Monthly Archives: February 2011

What’s New in Pentaho Report Designer 3.8 – Report and Data Caching

When you download the latest build (3.8-branch) of the Pentaho Report Designer and the BI-Server, you may* notice some lovely changes. Its not the look, its not the feel. Its the speed, baby!

Before 3.8, each time parameter changed and the report had to re-render, we had to generate the report twice. One run happened when asking for the parameter-document for displaying the number of pages in the page-selector in the parameter-viewer. And then a second run happened to get you that fancy single page report output.

If your report needed a minute to run, you had to wait two minutes for your results. Now, unless you are in the business of selling coffee to co-workers waiting for reports, this is not good.

With the upcoming 3.8-release (end of February, I have been told), I introduced two measures to make working with reports faster.

The Server Side Report Cache

From now on the report that has been paginated is held in a per-user cache on the user’s session for some time. This makes sure that the paginated report object survives the time between the parameter request (where pagination happens) and the actual content-rendering request. If we can render from a paginated report, we have the report’s result-set available and have the report pre-processed to already contain the page information. At that point, producing the content is fast and simple.

Expect to have the same report browsing speed in the BI-Server as you have in the report preview inside the report-designer.

And of course: If you don’t like caching for some or all of your reports, you can disable the cache either globally (via the pentahoObjects.xml file) or on a per-report basis (via an attribute on the master-report object).

I apologize to all upcoming coffee entrepreneurs who I put out of business with this move. Put the blame of the next recession on me, I can handle it.

The Data Cache

From time to time I get complaints that validating the parameters is slow too.

Usually I hear that in conjunction with list-parameters driven by database queries. Parameter queries are supposed to return fairly small result-sets. In the classical business intelligence world, these parameter are driven by dimension tables. In a datawarehouse, dimension tables are reasonable small (compared to the size of the fact table) and hopefully have a reasonable index on them.

But not everyone believes in that. Some do things different ..

And thus I see parameter being driven by SQL statements as verbose as works of Shakespeare, with nasty constructs and pure evilness dripping out of the query code.

We can rule out to educate our users, for one single reason: Reporting is not Business Intelligence.

Reporting is getting your numbers on paper and when people start with that, they do not think about “Business Intelligence”. They think about getting their report done so that they can go home.
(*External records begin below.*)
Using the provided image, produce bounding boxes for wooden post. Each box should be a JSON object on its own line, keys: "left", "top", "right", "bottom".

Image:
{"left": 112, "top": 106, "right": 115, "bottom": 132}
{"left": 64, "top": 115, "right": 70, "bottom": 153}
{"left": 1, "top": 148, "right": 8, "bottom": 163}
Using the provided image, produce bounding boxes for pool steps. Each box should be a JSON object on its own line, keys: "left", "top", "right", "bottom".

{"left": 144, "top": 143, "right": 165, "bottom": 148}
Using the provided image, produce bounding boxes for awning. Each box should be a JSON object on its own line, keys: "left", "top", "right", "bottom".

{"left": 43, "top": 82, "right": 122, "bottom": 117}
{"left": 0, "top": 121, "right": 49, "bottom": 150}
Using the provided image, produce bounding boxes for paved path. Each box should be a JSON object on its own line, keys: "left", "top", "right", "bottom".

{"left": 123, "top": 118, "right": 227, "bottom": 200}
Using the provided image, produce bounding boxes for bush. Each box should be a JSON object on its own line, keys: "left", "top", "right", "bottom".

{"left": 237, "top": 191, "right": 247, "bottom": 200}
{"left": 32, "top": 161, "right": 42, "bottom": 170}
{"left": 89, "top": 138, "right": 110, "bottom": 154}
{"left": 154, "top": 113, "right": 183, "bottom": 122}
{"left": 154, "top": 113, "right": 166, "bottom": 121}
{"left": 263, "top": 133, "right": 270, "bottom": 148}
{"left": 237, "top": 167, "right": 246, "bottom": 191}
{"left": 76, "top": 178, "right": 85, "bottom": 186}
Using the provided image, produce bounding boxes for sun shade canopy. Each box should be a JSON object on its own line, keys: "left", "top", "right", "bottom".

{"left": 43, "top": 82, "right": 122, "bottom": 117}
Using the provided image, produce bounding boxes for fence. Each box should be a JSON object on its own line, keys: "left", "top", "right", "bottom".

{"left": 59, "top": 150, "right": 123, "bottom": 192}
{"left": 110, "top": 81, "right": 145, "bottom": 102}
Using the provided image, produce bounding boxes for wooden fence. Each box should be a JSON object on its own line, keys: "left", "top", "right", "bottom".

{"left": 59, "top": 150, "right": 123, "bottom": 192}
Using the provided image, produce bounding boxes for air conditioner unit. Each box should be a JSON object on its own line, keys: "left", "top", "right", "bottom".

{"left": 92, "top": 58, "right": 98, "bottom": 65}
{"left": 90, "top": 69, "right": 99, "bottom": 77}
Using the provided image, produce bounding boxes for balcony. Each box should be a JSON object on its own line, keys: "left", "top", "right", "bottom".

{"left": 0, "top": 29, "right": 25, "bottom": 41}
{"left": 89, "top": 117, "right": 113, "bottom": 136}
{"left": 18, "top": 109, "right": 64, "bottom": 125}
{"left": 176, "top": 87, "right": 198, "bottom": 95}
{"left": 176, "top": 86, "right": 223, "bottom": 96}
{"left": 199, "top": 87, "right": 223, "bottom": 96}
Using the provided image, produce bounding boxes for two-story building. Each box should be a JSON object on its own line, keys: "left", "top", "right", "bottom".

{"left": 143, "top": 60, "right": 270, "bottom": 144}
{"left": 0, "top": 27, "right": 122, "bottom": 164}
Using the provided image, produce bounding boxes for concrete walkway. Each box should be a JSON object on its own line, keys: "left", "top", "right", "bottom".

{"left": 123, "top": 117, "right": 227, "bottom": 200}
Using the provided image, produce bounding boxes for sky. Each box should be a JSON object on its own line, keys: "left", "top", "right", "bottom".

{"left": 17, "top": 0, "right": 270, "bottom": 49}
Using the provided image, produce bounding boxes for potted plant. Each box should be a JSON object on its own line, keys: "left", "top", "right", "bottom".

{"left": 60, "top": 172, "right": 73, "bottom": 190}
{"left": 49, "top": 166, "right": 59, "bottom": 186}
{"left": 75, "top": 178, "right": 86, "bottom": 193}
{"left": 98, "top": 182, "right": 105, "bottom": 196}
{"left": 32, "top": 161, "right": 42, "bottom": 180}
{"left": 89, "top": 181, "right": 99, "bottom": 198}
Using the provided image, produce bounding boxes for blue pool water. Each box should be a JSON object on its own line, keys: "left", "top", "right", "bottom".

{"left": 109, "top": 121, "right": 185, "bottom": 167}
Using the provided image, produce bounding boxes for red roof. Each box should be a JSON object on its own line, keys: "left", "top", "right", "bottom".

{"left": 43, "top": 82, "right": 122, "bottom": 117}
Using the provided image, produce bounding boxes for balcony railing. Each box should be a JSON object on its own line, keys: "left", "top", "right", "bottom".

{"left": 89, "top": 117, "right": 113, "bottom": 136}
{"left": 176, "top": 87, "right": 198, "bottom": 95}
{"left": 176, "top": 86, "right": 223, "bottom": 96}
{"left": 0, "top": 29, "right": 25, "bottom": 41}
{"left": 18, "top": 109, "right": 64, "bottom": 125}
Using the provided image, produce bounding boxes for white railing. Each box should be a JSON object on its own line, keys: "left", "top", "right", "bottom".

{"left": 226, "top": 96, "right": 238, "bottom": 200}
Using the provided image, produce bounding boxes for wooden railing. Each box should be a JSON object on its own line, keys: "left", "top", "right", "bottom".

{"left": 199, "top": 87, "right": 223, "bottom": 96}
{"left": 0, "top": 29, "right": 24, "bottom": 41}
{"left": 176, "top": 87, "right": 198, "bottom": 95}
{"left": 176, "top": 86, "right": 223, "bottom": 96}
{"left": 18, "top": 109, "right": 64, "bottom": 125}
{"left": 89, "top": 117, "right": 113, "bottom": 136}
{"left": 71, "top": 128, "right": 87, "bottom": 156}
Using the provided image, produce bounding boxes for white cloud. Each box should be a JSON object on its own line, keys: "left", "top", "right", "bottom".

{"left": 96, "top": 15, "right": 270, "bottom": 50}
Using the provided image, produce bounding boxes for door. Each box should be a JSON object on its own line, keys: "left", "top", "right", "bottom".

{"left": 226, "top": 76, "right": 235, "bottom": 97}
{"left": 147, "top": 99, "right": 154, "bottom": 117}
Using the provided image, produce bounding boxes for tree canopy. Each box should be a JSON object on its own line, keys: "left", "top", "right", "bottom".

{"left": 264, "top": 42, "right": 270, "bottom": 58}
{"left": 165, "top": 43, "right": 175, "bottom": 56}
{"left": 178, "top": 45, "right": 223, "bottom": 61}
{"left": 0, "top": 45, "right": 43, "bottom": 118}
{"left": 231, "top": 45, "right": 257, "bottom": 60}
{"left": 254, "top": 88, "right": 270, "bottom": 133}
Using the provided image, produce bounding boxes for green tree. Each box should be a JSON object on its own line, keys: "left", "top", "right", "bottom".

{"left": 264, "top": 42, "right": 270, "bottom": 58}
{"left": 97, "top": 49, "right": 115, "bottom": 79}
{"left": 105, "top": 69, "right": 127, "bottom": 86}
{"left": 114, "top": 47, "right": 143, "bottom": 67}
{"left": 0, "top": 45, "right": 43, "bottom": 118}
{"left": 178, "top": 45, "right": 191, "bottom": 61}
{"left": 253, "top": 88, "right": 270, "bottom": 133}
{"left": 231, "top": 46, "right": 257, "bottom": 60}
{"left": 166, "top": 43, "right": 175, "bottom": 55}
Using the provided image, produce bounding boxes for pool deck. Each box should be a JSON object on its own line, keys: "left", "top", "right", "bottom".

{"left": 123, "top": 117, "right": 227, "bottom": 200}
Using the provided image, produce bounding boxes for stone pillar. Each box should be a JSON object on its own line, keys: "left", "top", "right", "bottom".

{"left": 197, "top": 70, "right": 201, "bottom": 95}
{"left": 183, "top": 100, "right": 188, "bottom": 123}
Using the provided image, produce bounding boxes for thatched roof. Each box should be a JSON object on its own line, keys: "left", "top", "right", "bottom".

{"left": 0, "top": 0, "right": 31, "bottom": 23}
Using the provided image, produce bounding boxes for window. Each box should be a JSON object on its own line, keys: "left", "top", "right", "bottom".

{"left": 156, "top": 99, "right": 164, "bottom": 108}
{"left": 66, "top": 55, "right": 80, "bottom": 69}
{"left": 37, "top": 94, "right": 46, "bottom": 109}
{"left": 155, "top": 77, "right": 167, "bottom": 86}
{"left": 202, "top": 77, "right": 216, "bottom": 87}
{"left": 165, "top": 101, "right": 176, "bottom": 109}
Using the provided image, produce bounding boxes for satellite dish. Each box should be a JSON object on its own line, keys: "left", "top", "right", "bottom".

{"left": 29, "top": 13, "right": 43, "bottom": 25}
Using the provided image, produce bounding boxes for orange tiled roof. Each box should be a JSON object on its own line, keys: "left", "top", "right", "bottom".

They surely do “Business Intelligence” in the process, but they don’t see that. Writing Mondrian-Schema files and doing Data Integration is “Business Intelligence”. This is what the incomprehensible geeks from the IT department are for. But a business user, a analyst or a office assistant could not care less about that. If it works, its fine. If it works badly, it is still fine, as I can go home once it is done.

So I ventured out to find a technical solution to a organizational and people problem.

The Data Cache!

The data-cache is a global cache that holds cached result-sets in memory. Right now, we simply ship with some reasonable default implementations.

Within the report-designer, this is a global cache, holding copies of the result-sets. To make sure we do not run out of memory this cache is limited to result-sets with less than 10.000** rows of data and will cache up to 50** result-sets with a last-recently-used strategy.

It will not cache your latest 4 million rows full-table scan. If you need that to be faster, talk to one of the many Pentaho Partners for getting a proper datawarehouse set up. It will not cache result-sets coming from a scripting datasource, a Java method call, a table-datasource, a external datasource (results computed in a xaction) or a CDA datasource. In all of those cases there is either no point in caching (as caching is more expensive than producing) or because we have not enough hints on the involved query-parameters.

When the cache kicks in, parameter validation with abusive queries will be a lot faster. For everyone else, working with the data-tab in the Pentaho Report Designer will be smoother now. There is no coffee break penalty for adding expressions anymore. The only time queries are fired now are at the report start-up and when you edit either the report’s active query or the connection information of your currently active data-source.

Now there are a truck-load of good reasons to head for the upcoming 3.8-release. For now: Happy reporting!

*) Unless you are using steel-wheels driven reports from the in-memory database where response times are infinitely fast.

**) These numbers can be changed in the global report configuration (classic-engine.properties)